A detergent-activated tyrosinase from Xenopus laevis. II. Detergent activation and binding.

Tyrosinase purified from Xenopus is enzymatically inactive in aqueous buffers but is activated for both of its substrates by exposure to a variety of anionic detergents. Cationic and nonionic detergents, as well as a variety of other agents are ineffective. This stimulation by detergents is observed at all stages of the purification (Wittenberg, C., and Triplett, E. L. (1985) J. Biol. Chem. 260, 12535-12541). Sodium dodecyl sulfate (NaDodSO4) is the most effective activator, and it was chosen for further characterization. Activation of both activities by NaDodSO4 is rapid and concentration dependent, resulting in maximal activity after 4 min at 1 mM NaDodSO4. NaDodSO4 treatment also results in both long and short term stabilization of the enzyme. The activation and stabilization are separable but stoichiometrically related. Both effects occur well below the critical micelle concentration suggesting that the interaction of NaDodSO4 monomers with the enzyme is involved in these processes.

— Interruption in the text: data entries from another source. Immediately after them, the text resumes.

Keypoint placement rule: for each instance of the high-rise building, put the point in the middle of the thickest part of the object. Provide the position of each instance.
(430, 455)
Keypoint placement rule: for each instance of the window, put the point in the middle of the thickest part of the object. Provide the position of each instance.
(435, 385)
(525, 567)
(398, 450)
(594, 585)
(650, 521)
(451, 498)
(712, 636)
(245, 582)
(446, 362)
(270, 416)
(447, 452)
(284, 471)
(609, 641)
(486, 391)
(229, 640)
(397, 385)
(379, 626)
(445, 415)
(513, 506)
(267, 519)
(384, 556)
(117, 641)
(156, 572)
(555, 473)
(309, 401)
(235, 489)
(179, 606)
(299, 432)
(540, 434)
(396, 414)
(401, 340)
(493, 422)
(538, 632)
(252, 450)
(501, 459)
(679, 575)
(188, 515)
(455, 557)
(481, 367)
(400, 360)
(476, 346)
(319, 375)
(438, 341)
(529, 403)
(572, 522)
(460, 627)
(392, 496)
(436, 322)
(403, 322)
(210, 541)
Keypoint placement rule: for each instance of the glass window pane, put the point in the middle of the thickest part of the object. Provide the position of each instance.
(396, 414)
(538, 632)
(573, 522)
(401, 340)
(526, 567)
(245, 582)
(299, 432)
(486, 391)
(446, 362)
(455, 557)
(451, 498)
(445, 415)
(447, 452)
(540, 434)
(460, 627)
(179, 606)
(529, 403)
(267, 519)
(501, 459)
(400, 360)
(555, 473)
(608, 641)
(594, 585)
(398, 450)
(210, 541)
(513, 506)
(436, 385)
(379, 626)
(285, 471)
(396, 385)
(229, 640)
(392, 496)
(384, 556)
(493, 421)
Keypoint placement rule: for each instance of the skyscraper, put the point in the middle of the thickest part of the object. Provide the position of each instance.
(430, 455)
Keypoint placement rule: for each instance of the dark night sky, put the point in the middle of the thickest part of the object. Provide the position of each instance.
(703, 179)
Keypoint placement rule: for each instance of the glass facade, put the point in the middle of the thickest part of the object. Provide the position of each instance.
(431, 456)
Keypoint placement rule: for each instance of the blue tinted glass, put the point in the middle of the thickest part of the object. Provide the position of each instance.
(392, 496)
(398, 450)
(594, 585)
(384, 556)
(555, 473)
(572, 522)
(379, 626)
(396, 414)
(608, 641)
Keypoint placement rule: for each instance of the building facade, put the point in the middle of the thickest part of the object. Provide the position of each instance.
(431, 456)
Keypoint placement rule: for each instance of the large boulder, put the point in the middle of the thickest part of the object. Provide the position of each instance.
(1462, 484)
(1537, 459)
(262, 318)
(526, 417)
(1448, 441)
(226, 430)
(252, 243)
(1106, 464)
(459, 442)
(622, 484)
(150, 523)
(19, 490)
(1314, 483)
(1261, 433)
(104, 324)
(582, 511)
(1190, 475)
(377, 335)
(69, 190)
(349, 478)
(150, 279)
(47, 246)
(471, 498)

In support of this suggestion, the enzyme is shown to bind NaDodSO4 with high affinity, as determined by equilibrium dialysis. The isotherm for this binding correlates well with the requirement of NaDodSO4 for both activation and stabilization. All three effects are observable at 3 X 10(-5) M NaDodSO4 in the presence of 0.1 M sodium chloride. Activation and stabilization are maximal at 6 X 10(-4) M NaDodSO4, the critical micelle concentration of NaDodSO4 under these conditions.